Information extracted using Google API is stored here for particular item locations. This enables us to apply the same lat/long for other items with the same location without calling the API again and again and again (there are limits on calls, as well as server overhead.


This works with the geocode table, indicating the item location for each of the items in the database. The locationID here corresponds to the locationID in the geocode table.


Name authority database (MADS), described in For_Subjects_and_Names to support controlled vocabulary in the use of names in descriptive metadata. The database numbers are referenced in the spreadsheets, then used in the makeMods script to ensure the MODS entry matches the controlled vocabulary in the database.


Subject authority database containing tagged versions of each controlled vocabulary entry; the tags indicate the applicable fields to use when constructing the subject in MODS. This is used in preparing spreadsheets for transformation into MODS.


This is a legacy table from when we were migrating content through Scripto to obtain transcripts. We used this table to document how many pages of particular items were transcribed, and how many OCR'd, so we could get a sense of how complete our coverage was on items. The script (that had been run periodically) that fills this table can be found in /srv/scripts/transcripts/olderVersions/previous/: numPagesAndTrans . This is retained in case we need to collect this information again.


itemSums This table contains the identifier, file name, file path, current MD5 checksum, byte size, number of times modified, date of first entry, and a notes field.

modified If a file was indeed modified (in which case that would have been indicated in the itemSums table), then there will be an entry here for each modification. The timestamp of the change, the identifier, filename, previous MD5 checksum, the byte size of the original file, the reason modified, and by whom are recorded here.

imageTechMed As images are stored, technical metadata is generated for them, and some administrative information from that process is stored here. This information includes the mime type, format, format version, test date, format registry, format registry key, whether or not the TIFF contains a thumb, and whether conflicts were found during the testing process. You can find more information about this in Image_Technical_Metadata.

audioTechMed As audio files are stored, technical metadata is generated for them, and some administrative information from that process is stored here. This information includes the mime type, format, format version, test date, format registry, format registry key, number of channels, and whether conflicts were found during the testing process. You can find more information about this in Audio_Technical_Metadata.

typeContent This is the beginning of a method of tracking types of content, where the type may impact the migration target format. We have yet to find a way to automate capture of whether an image is of primarily text, but when we do, we expect to capture that information here. Thus far, the only types stored are scrapbooks, as identified at the item level.
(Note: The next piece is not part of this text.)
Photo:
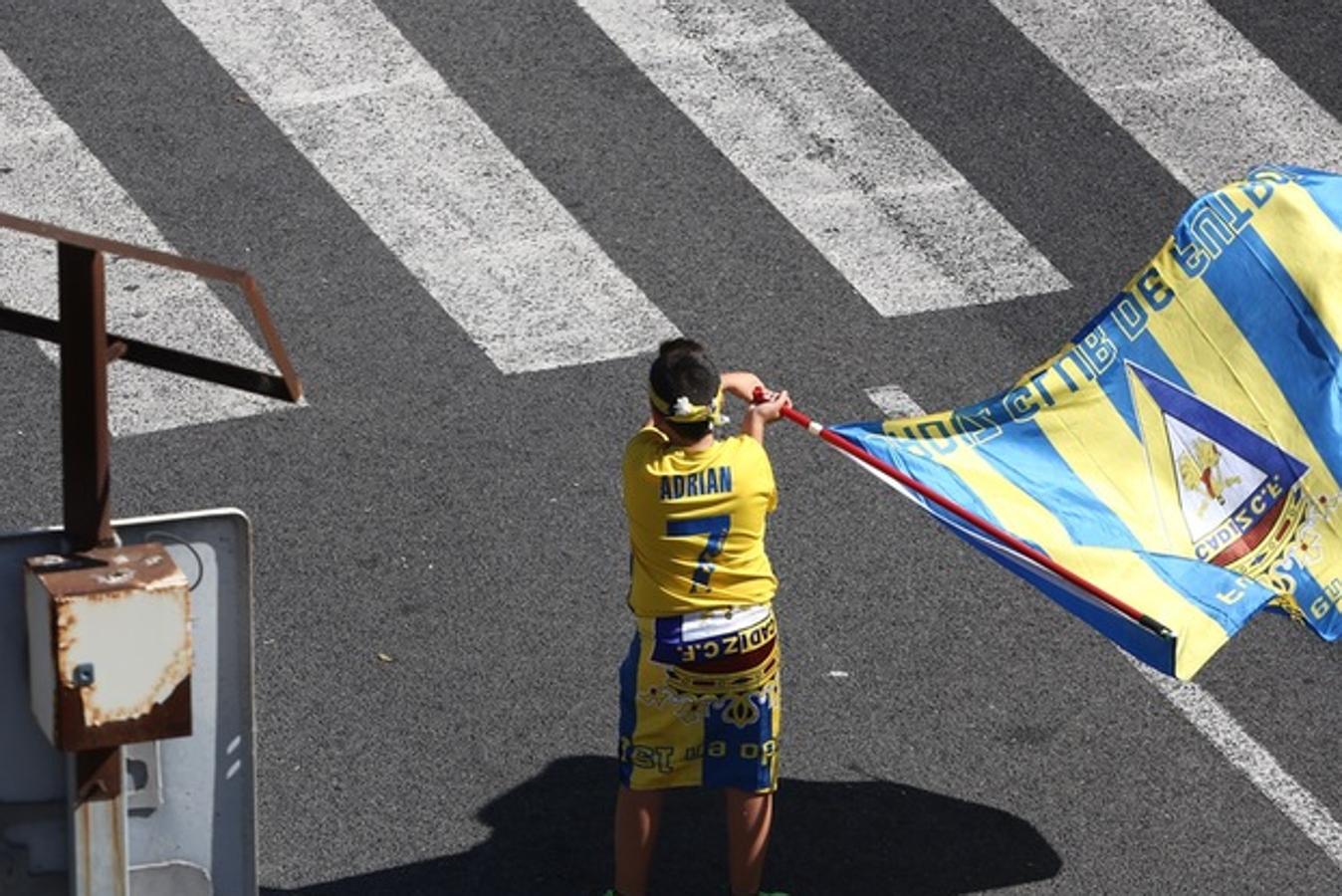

This database was started to track what has been selected out for inclusion in the Digital Preservation Network, since contributions should be of a certain size. Our first set of content was to be 5 TB, so we selected from content that is NOT yet in ADPNet LOCKSS, but which, combined, amounts to approximately 5 TB. To do so, we had to select only a portion of an ongoing (long-term) collection. Hence, inclusion of information down to the file level was necessary, to avoid duplication and to verify checksums. The fields in the "submitted" table include timestamp, identifier, item identifier, filename, file path, byte size, md5 checksum, collection number and manifest number (the latter refers to the LOCKSS manifest into which the file is linked for ADPNet pickup; multi-TB collections have multiple manifests, as we limit the size of each AU -- "Archival Unit" -- to one terabyte or less).